# Deploy and Traffic Shaping — Guardrails
🧭 Quick Return to Map
> You are in a sub-page of **Cloud_Serverless**.
> To reorient, go back here:
>
> - [**Cloud_Serverless** — scalable functions and event-driven pipelines](./README.md)
> - [**WFGY Global Fix Map** — main Emergency Room, 300+ structured fixes](../README.md)
> - [**WFGY Problem Map 1.0** — 16 reproducible failure modes](../../README.md)
>
> Think of this page as a desk within a ward.
> If you need the full triage and all prescriptions, return to the Emergency Room lobby.
Control how new code reaches users so you avoid cold spikes, duplicate effects, and version-skew crashes. This page gives a fast, provider-agnostic playbook for serverless rollouts with RAG, streaming, queues, and webhooks in the loop.
## When to use this page
* “Zero-downtime” deploys still produce 5xx or p95 jumps.

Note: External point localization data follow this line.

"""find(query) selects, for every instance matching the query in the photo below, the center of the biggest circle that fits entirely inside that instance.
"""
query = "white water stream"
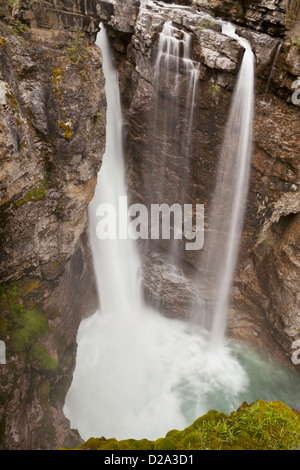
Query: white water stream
(227, 210)
(138, 374)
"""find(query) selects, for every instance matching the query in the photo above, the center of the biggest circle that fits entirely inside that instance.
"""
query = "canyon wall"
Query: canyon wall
(52, 140)
(265, 295)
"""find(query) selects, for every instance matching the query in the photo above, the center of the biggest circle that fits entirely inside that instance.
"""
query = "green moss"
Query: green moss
(41, 359)
(35, 194)
(30, 326)
(66, 128)
(257, 426)
(166, 443)
(24, 321)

* Webhooks or jobs fire twice during slot swaps or revision flips.
* Streaming responses cut mid-flight while traffic shifts.

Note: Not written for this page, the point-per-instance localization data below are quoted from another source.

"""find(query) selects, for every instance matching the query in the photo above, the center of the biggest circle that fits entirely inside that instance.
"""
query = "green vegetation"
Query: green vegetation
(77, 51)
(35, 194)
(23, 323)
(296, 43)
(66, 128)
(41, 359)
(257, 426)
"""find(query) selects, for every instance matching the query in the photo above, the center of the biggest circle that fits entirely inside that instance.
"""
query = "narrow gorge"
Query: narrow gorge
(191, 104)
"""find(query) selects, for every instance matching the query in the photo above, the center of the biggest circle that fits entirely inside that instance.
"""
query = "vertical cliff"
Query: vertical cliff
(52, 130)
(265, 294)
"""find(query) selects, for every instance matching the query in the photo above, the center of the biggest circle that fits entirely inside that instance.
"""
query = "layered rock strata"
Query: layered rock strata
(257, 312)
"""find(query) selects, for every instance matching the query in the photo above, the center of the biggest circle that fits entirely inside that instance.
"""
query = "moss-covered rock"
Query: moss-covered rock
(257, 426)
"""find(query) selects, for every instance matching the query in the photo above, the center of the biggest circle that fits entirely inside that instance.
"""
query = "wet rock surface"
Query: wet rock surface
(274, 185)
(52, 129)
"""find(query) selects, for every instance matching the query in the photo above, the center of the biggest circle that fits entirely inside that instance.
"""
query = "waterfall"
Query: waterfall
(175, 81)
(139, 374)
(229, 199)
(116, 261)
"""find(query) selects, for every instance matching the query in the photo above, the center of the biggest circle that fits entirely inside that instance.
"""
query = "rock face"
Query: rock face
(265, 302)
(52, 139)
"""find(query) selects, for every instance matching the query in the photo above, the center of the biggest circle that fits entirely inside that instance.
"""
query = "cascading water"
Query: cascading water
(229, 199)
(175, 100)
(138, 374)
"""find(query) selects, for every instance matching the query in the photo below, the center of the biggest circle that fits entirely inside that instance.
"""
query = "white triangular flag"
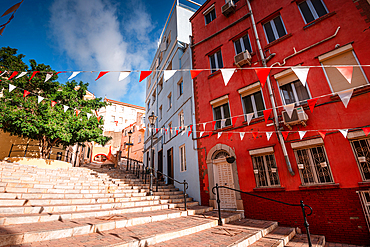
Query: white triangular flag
(73, 75)
(65, 108)
(167, 74)
(301, 73)
(227, 74)
(268, 135)
(48, 76)
(21, 74)
(39, 99)
(241, 135)
(289, 109)
(11, 87)
(249, 117)
(344, 132)
(345, 96)
(123, 75)
(301, 134)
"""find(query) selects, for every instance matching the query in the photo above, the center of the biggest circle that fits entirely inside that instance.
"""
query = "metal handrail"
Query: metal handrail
(301, 204)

* Vector writes or indexes receive mixed schema during rollout.
* Canary looks healthy, then collapses at 25–50 percent.
## Open these first
* Boot order safety: [Bootstrap Ordering](https://github.com/onestardao/WFGY/blob/main/ProblemMap/bootstrap-ordering.md)
* Rollout deadlocks: [Deployment Deadlock](https://github.com/onestardao/WFGY/blob/main/ProblemMap/deployment-deadlock.md)

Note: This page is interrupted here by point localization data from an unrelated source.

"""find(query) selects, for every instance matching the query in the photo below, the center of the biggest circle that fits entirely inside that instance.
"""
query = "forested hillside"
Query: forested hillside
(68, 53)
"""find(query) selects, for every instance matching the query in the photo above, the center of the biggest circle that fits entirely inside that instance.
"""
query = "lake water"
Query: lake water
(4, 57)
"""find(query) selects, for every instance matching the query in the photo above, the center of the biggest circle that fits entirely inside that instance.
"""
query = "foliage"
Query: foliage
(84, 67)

* First call failure after deploy: [Pre-Deploy Collapse](https://github.com/onestardao/WFGY/blob/main/ProblemMap/predeploy-collapse.md)
* Live probes and rollback: [Live Monitoring for RAG](https://github.com/onestardao/WFGY/blob/main/ProblemMap/ops/live_monitoring_rag.md) · [Debug Playbook](https://github.com/onestardao/WFGY/blob/main/ProblemMap/ops/debug_playbook.md)
* RAG wide view for downstream calls: [RAG Architecture & Recovery](https://github.com/onestardao/WFGY/blob/main/ProblemMap/rag-architecture-and-recovery.md)
* Contract the payloads you ship: [Data Contracts](https://github.com/onestardao/WFGY/blob/main/ProblemMap/data-contracts.md)
## Acceptance targets
* No increase in 5xx rate at each traffic step.
* p95 latency delta between old and new ≤ 10 percent at equal load.
* Cold-start share ≤ 5 percent after warm-up gates.
* No duplicate side effects. Dedupe hit rate ≥ 99.9 percent for idempotent POST.
* For RAG: ΔS(question, retrieved) stays within ±0.03 between old and new. λ remains convergent on two seeds.
---
## Fix in 60 seconds
1. **Canary with gates**
Route 1 → 5 → 25 → 50 → 100 percent only if gates pass: 5xx flat, p95 flat, ΔS stable, queue age flat.
2. **Pre-warm and pin**
Set min instances or provisioned concurrency for the new revision. Pin a canary header `X-Release: new` for synthetic traffic before shifting users.
3. **Graceful draining**
Enable connection draining. Keep old revision serving for N seconds while you stop sending new requests. Do not kill active streams.
4. **Idempotency fence**
Add `Idempotency-Key` on all write paths and background jobs. Store in KV for at least release\_window + 24 h.
5. **Schema locks**
Embed `INDEX_HASH`, `SCHEMA_REV`, and `MODEL_TAG` in every request. Reject if the backend is behind. Route user to the matching revision.
---
## Typical breakpoints → exact fix
* **Version skew between retriever and writer**
New code writes updated fields but retriever uses old schema. Lock with `SCHEMA_REV` in requests and refuse cross-rev traffic.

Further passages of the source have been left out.